A controversial 19-member panel looking into the possibility of snatching excess pension cash to pay for other retirement benefits for city workers has been tossed on the junk heap.
“I’m not so sure a 19-member committee is all that functional,” said T.J. Barnes, who chaired it. “It didn’t seem like it was going to be worth everybody’s time.”
He called it “doomed to failure” because of its size and the “huge conflicts of interest” that many of the union-affiliated members had.
Replacing it is a seven-person GASB 45 Committee, named for an accounting rule and again headed by Barnes, will examine the prospects for saving millions for taxpayers by transferring cash from the pension funds to a new account set up to cover the future tab for health care coverage for retirees.
Mayor Art Ward said he dumped the initial committee for a trimmed-down new one because he is “trying to look for the most efficient way to address the issue.”
Ward said he made the change in the makeup of the panel because Barnes asked him to do it.
“I respect his opinion,” the mayor said.
Though it remains unclear what the city can do, it is eyeing the excess pension funds because using them would be the simplest, cheapest way to get the $72 million necessary to cover the anticpated future cost of post-employment benefits other than the pensions themselves.
City Comptroller Glenn Klocko said that coming up with the necessary money, which doesn’t have to be done overnight, is a “problem child” for officials who don’t want to hit up taxpayers for the money if they can find an alternative.
Barnes, the chair of the city’s Republican Party, said that Bristol is one of the few cities in America that has enough pension money to consider shifting excess cash into the new health care fund.
“We’re extremely lucky to even have it as an option,” Barnes said.
“As long as it doesn’t hurt integrity of existing benefits,” he said, the proposal “can be a win-win for everybody.”
Ward said the new committee consists of trustees of the different city pension funds and also includes the Board of Finance chairman, the city treasurer and Barnes.
Barnes said that under the law, it’s the trustees “who make recommendations to do anything to those funds” so it was important to ensure they were responsible for looking into it.
Barnes said that without the change in the composition of the panel, he wouldn’t have stayed on it.
Ward said that his choice to pick 19 people for the first board “was probably more idealistic than realistic.”

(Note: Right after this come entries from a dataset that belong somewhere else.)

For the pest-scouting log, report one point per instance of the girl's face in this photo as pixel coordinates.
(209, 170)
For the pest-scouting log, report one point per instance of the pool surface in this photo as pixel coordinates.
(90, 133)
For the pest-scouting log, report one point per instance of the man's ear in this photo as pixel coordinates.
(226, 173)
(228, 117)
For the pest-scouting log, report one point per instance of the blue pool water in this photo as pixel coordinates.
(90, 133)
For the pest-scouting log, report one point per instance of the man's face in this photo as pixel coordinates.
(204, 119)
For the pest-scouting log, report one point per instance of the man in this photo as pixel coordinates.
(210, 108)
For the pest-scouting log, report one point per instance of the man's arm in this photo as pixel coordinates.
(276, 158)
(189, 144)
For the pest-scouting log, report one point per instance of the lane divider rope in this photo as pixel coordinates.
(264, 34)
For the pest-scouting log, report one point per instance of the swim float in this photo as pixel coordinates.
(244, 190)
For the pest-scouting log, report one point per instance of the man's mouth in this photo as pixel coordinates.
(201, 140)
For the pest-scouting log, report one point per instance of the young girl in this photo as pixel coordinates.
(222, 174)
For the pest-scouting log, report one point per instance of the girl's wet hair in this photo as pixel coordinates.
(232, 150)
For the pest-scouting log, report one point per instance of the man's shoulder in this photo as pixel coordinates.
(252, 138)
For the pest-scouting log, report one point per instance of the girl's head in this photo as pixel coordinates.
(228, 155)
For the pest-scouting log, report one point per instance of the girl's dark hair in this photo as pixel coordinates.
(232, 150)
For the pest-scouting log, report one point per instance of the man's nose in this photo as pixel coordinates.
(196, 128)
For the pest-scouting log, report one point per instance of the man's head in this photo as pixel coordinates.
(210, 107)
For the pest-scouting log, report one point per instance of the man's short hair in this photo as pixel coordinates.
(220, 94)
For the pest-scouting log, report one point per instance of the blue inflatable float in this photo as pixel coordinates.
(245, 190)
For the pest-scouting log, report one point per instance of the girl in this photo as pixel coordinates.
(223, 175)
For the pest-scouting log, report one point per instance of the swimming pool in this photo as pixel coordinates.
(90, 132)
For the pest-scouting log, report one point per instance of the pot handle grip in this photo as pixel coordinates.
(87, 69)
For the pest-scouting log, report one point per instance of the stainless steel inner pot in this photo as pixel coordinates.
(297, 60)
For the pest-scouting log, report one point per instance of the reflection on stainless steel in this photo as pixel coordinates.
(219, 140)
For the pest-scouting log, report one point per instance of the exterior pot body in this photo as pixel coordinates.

Plus, he admitted, the panel would have been unwieldy and less likely to reach a consensus.
“I’m busy as can be,” Barnes said. “I’m not going to spend my time as a volunteer to accomplish nothing. We’re either going to do this or not do this.”
Barnes said that it is rare for a municipality to possess pension funds that have more money than is needed to pay off future claims – which is still the case even after the Wall Street collapse this fall.
“It’s one of the few silver bullets” available to save money for taxpayers, Barnes said, and it would be “a big mistake” not to explore using it.
“We are extremely lucky to even have it as an option,” Barnes said.
Ward said that the new committee will make its recommendation to a joint session of the City Council and the finance board, which would have the final say.